Thinking of this calls to mind the growing chorus of anti-plastics rhetoric from groups that blame the material for a long list of environmental ills—a chorus that is increasingly shrill and brazen in its claims and objectives.  

One group, Earthday.org, bemoans humanity’s “relentless reliance on plastic …,” as well as plastics’ “convenience and cheapness” and “the synthetic nightmare” it creates. “The unfettered production of plastic has dire environmental repercussions,” Earthday.org warns. The group promotes a “Global Plastic Treaty” which would commit the United Nations and world governments to end the production and sale of single-use plastic by 2030 (so no more angioplasty balloons?) and invest in replacements for fossil fuel-based resins.  

None of these complaints is new, of course, nor are the “solutions” proposed realistic. The plastics industry has for years developed methods to minimize plastics use and waste and broaden feedstocks. None of the industry’s efforts and successes in these areas is ever acknowledged by anti-plastics groups.  

There are challenges in managing the production, use, disposal and reuse of the enormous volume of plastics produced every year. The industry works diligently here and makes progress. The demands that routinely include broad product bans, adoption of new and largely untested formulation chemistries and calls for society to radically restrict plastics, a material that has a hugely positive effect on quality-of-life issues, are thus ludicrous.  
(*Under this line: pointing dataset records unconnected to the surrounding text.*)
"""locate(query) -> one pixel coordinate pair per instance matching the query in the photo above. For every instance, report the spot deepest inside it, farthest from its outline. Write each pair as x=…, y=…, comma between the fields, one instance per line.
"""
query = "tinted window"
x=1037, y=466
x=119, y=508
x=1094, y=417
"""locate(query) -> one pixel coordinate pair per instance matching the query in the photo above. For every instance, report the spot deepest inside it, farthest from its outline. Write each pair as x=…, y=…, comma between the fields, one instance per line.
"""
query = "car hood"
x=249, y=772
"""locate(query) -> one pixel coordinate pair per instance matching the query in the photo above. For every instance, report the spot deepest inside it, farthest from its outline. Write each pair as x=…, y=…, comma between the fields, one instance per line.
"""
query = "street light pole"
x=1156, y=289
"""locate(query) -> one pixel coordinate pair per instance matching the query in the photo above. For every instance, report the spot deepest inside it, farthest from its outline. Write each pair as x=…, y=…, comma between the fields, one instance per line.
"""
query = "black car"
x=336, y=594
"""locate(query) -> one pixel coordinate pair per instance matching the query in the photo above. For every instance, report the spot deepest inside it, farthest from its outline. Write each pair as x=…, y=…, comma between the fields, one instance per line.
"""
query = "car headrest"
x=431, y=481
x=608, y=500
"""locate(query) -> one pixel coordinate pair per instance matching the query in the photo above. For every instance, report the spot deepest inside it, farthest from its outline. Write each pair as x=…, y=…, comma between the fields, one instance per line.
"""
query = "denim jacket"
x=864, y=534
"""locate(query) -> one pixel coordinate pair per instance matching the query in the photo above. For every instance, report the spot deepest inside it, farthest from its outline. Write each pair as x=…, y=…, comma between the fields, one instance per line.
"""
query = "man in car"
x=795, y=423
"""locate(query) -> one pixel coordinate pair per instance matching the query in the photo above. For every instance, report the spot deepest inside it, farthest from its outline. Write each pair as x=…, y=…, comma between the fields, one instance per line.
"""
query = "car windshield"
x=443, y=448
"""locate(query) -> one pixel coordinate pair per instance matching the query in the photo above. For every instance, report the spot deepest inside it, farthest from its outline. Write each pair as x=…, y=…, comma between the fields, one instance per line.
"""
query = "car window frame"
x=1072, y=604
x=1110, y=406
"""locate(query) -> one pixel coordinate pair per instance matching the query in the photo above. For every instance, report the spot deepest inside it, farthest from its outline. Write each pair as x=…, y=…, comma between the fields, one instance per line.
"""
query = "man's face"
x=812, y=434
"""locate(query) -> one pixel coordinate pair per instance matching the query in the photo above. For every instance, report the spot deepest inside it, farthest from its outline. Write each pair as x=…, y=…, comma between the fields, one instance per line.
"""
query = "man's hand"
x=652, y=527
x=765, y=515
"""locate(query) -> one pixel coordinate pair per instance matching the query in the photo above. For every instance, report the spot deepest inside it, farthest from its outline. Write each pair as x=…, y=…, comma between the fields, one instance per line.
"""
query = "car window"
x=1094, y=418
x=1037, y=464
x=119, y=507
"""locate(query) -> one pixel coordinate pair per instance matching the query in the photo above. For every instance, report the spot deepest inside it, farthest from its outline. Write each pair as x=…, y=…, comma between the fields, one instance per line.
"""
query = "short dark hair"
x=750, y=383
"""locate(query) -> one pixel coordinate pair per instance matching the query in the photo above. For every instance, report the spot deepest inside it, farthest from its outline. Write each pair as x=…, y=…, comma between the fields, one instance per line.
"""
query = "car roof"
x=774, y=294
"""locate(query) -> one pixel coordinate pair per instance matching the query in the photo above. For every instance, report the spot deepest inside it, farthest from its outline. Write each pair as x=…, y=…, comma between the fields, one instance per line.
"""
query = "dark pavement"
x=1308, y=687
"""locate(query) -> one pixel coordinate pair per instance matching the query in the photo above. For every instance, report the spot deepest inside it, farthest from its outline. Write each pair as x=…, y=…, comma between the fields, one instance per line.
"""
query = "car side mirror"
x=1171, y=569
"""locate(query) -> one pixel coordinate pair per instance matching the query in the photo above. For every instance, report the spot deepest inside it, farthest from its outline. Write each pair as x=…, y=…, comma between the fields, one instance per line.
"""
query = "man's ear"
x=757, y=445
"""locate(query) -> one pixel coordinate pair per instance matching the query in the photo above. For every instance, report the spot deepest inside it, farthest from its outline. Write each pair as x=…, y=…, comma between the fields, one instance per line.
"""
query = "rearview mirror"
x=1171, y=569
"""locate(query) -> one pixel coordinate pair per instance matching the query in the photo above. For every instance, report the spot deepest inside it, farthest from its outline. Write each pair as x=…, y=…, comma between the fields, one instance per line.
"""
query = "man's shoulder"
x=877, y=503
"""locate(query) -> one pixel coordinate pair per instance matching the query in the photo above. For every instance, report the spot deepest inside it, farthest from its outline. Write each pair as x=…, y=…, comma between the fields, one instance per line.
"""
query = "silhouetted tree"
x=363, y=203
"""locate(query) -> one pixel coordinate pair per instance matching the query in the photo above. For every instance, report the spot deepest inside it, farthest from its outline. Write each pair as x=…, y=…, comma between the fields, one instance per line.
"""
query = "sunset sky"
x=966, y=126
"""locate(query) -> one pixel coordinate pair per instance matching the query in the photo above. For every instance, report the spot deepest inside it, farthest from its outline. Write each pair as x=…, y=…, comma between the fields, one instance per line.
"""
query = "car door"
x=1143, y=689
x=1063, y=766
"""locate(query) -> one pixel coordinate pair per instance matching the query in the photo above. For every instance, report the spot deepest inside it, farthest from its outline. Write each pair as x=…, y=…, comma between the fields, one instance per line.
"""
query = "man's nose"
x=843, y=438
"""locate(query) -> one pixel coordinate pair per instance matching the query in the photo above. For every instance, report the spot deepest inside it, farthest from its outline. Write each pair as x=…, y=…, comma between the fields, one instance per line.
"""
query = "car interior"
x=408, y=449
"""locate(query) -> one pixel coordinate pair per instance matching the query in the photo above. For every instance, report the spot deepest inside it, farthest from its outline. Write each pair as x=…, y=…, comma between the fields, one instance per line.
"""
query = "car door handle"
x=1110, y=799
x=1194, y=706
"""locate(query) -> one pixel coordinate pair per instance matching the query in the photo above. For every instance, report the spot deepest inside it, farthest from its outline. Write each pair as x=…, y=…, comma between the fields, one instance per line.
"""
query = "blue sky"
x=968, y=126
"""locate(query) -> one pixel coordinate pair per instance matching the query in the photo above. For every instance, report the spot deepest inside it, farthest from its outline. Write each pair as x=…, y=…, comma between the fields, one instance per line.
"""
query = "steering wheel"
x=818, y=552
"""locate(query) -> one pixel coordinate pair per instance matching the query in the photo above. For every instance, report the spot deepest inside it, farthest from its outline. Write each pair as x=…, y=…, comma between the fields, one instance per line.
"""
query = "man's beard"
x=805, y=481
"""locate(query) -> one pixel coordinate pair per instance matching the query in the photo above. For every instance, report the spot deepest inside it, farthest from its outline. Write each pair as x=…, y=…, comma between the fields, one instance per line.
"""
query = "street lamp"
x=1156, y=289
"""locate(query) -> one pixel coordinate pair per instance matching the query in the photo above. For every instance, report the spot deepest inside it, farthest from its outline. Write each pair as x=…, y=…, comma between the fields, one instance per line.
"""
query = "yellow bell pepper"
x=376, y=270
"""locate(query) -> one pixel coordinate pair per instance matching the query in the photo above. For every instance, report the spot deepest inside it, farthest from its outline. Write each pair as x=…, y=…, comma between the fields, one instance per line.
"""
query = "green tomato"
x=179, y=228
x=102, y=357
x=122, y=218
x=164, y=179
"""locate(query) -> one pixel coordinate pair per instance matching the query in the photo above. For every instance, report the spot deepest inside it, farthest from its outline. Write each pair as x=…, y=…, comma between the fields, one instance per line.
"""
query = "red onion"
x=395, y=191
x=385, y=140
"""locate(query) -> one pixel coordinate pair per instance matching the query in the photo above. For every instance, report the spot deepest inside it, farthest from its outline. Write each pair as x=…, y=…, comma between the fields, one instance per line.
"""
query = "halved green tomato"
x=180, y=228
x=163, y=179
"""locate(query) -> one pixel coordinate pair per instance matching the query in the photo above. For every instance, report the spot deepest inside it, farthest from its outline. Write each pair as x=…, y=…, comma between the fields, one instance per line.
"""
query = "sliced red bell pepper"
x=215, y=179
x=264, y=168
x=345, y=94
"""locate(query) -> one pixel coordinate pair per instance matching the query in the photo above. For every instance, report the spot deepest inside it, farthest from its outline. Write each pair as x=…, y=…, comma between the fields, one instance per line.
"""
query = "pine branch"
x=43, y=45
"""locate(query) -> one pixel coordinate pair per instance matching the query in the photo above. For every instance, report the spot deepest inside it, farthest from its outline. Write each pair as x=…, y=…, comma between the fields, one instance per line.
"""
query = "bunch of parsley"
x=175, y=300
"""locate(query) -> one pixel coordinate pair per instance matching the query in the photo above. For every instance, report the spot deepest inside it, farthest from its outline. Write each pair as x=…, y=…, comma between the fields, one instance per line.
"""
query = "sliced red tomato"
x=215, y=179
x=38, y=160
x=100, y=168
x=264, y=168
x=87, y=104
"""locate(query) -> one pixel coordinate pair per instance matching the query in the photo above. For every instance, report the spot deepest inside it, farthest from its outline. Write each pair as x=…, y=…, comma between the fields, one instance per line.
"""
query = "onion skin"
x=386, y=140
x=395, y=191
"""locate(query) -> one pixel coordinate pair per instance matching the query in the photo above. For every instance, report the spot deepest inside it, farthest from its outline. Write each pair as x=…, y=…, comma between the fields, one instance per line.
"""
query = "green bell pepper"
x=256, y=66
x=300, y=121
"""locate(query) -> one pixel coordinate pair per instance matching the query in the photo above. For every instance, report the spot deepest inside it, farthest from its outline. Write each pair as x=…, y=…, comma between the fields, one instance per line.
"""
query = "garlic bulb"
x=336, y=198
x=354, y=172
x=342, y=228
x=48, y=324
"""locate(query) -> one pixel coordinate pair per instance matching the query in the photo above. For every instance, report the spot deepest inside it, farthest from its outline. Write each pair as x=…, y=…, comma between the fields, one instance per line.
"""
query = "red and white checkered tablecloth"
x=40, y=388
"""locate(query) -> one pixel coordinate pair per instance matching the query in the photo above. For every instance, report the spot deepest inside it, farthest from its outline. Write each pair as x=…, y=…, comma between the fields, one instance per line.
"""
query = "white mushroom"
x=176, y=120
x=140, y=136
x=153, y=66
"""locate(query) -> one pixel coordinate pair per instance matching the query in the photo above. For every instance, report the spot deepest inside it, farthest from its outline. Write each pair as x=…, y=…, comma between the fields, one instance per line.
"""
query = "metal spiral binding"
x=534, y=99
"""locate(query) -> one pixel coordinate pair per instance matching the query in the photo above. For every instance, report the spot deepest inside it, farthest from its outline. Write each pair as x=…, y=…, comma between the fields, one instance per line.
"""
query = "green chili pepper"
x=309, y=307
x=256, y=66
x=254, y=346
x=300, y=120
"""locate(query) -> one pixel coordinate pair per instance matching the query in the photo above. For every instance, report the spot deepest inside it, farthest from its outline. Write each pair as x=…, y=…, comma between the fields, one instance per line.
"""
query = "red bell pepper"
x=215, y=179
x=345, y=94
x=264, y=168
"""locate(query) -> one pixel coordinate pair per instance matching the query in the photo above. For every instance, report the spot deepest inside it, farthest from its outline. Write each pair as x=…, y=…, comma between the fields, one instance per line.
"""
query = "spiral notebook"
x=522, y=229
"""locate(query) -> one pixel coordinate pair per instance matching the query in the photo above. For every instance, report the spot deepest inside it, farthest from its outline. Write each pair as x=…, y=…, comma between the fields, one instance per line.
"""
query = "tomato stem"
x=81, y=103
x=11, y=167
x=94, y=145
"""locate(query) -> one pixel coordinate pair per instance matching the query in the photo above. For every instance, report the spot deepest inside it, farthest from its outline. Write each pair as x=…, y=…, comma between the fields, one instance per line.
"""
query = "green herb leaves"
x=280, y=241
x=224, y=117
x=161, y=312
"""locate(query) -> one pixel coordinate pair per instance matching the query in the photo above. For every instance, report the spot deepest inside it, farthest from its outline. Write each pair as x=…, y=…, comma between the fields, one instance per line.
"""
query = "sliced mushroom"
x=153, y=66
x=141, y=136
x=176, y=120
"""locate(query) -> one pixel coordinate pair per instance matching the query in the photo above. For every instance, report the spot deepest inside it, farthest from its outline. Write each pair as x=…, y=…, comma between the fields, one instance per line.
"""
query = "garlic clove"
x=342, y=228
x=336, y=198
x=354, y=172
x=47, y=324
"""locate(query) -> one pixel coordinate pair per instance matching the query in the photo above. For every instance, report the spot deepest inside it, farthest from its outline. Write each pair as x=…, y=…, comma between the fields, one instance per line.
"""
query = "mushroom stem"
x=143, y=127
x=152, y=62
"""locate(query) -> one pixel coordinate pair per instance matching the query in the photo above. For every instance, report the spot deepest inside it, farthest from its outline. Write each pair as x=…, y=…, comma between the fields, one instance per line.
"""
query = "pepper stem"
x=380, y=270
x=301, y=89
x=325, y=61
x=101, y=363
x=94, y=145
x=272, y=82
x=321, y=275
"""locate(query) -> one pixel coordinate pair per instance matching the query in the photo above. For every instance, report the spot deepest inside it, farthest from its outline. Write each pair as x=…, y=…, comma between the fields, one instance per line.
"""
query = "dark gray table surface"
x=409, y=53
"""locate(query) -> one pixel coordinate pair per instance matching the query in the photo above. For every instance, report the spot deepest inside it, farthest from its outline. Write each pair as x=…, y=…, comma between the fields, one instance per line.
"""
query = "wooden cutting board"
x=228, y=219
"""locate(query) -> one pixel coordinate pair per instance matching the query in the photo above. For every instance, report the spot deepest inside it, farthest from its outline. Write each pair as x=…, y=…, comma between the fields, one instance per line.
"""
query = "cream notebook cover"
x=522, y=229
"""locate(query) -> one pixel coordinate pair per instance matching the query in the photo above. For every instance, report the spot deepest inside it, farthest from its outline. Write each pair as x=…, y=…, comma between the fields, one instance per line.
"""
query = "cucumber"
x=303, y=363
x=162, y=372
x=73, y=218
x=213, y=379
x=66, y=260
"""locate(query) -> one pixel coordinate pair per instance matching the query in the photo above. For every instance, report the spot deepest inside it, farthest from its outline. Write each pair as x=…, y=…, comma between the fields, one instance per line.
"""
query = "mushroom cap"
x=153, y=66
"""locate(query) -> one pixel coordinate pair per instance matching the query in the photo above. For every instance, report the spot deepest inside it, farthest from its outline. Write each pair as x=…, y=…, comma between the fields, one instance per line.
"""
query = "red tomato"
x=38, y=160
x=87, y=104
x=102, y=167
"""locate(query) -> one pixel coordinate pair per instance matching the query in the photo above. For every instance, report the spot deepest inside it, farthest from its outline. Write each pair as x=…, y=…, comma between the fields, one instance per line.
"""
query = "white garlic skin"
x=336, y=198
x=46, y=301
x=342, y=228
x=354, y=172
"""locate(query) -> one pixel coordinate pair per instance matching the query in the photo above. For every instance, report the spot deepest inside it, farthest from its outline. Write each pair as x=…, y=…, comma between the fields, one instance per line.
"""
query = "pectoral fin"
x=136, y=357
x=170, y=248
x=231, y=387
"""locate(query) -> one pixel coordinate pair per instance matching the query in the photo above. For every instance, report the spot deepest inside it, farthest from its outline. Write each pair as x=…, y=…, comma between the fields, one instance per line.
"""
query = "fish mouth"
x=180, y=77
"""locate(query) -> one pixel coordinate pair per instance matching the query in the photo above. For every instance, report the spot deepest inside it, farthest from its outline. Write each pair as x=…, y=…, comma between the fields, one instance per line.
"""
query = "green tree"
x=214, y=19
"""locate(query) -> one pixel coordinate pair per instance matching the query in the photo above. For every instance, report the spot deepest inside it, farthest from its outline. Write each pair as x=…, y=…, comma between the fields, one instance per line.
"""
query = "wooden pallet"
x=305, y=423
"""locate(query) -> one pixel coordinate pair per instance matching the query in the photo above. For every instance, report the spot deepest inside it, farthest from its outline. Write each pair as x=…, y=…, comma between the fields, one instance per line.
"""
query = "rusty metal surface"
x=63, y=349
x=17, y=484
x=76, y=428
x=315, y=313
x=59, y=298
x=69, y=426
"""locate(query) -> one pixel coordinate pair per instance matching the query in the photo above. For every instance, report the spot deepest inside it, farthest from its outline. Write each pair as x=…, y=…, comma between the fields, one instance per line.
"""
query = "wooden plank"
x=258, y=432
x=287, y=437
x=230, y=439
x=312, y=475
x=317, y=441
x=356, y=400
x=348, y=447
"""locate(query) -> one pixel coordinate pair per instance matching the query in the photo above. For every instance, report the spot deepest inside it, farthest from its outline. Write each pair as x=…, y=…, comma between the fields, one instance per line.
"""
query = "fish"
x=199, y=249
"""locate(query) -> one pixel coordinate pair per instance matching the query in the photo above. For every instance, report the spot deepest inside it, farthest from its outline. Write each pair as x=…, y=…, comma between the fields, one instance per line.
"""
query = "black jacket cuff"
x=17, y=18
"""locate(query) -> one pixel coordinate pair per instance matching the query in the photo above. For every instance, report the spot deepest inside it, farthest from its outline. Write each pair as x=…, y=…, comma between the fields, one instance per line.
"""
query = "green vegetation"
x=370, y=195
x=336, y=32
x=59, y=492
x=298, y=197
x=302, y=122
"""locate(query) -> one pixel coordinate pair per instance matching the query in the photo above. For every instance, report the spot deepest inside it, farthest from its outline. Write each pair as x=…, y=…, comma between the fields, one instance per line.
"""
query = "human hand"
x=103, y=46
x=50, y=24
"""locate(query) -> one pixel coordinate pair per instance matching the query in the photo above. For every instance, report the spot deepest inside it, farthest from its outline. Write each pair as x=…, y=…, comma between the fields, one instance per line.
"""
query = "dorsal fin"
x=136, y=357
One can’t help but wonder how scrupulous Earthday.org and other “green” groups are in their plastics use, whether at home, in the packaged foods they buy, the electronics they use, cars they drive—even medical procedures they need. I’ve never heard of anyone refusing medical treatment because it involves single-use plastics. And I bet I never will.  

A world without plastics is not inconceivable but living in such a place would entail sacrifices and a diminution of lifestyle that almost every person would reject, including the greens. And that is an outcome worth considering no matter where you find yourself.